18 Jan, 2024 | Statistics

Cancer claims millions of lives each year and is a serious global health concern. A startling 18.1 million people were diagnosed with cancer globally in 2020.


Globally, there were 8.8 million new cases of cancer in 2020 for women and 9.3 million new cases for men. Australia topped the list of nations with the highest cancer rates, with an age-standardized rate of 452.4 cases per 100,000 people. At 422.9 instances per 100,000 people, New Zealand had the second-highest rate, closely followed by Ireland in third place with an age-standardized rate of 372.8 cases per 100,000 people. Completing the top nine countries were the United States, Denmark, Netherlands, Belgium, Canada, and France.

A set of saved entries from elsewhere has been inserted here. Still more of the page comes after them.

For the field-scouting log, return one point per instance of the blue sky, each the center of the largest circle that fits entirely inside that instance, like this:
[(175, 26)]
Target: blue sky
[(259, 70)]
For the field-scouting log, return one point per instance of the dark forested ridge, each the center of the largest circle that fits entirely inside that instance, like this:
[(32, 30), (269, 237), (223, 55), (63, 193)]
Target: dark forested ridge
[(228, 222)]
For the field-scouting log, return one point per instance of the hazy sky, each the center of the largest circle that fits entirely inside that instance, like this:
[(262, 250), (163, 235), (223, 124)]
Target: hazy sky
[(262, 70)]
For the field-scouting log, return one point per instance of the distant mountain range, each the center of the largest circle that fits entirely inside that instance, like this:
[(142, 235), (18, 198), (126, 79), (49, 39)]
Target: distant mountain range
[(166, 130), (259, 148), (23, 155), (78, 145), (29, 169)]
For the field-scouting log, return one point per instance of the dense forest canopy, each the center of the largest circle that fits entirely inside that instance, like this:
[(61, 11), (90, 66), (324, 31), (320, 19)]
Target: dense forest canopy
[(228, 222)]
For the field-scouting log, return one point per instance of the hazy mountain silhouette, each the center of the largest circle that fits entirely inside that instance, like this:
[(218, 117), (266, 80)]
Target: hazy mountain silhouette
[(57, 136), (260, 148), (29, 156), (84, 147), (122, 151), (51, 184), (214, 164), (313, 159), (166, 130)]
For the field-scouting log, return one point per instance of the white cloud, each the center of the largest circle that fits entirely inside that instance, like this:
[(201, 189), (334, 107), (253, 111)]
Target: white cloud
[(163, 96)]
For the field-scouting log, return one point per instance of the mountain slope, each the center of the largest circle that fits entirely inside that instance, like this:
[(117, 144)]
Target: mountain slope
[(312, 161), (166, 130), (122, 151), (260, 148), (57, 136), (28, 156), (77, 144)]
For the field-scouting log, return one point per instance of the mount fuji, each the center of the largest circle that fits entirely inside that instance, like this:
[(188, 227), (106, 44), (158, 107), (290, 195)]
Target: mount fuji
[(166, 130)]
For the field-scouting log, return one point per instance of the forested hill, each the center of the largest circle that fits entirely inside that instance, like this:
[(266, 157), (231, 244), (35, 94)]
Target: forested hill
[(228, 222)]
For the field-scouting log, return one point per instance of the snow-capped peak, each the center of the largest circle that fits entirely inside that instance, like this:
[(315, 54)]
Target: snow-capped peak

The age distribution of cancer cases varied, with people over 45 making up over 90% of diagnoses and those under 20 making up over 5% of cases worldwide. In 2020, 12.5% of cases worldwide were diagnosed with breast cancer, the most common cancer. Lung cancer (11.4%), colorectal cancer (10.0%), and prostate cancer (7.3%) were the next most common cancers.

Treatments and government initiatives

Chemotherapy, radiation therapy, surgery, and immunotherapy are among the most widely used cancer treatment options. Success rates differ. For example, colorectal cancer has 5-year relative survival rates of 13% for remote stages and 90% for localized stages. Technological developments, particularly in the areas of machine learning and artificial intelligence, are transforming cancer research and care by enabling individualized treatment regimens and enhancing results.

It is estimated that the global oncology cancer drugs market will reach USD 288,636.6 million by 2030. There have been more oncology trials, and by 2027, global investment in cancer medications is anticipated to exceed $375 billion. Moreover, research and treatment for cancer are progressing, but financial difficulties still exist, particularly for marginalized communities. According to a survey, between 48% and 68% of cancer patients in the US had financial difficulties.

The economic impact is illustrated by differences in treatment costs between nations; for example, the median monthly cost of cancer therapy in the US is $11,755, while in Germany and Switzerland, it is $8,300 and $6,950, respectively. Interestingly, the US Congress set aside $1.5 billion in the FY 2023 budget to create the Association for Clinical Oncology in recognition of the vital need for ongoing financing for cancer research.

Additionally, $7.3 billion, including $216 million for the Cancer Moonshot, was allocated to the National Cancer Institute (NCI) under the Consolidated Appropriations Act 2023. The majority of funds provided by NCI, the largest cancer research funder in the world, go toward supporting research at NCI and programs at universities, hospitals, community clinics, and cancer centers around the country. The NCI saw significant funding growth in FY 2023, with an additional $22 million going toward the Cancer Moonshot on top of a $386 million budget increase.

The impact of cancer on the world is evident, as millions of people struggle with its diagnosis and treatment each year. Financial problems and inequality continue, despite the hope that comes from improvements in research, technology, and cures. Government support, international cooperation, and continuous research projects are essential elements of the group's effort to overcome the obstacles presented by cancer.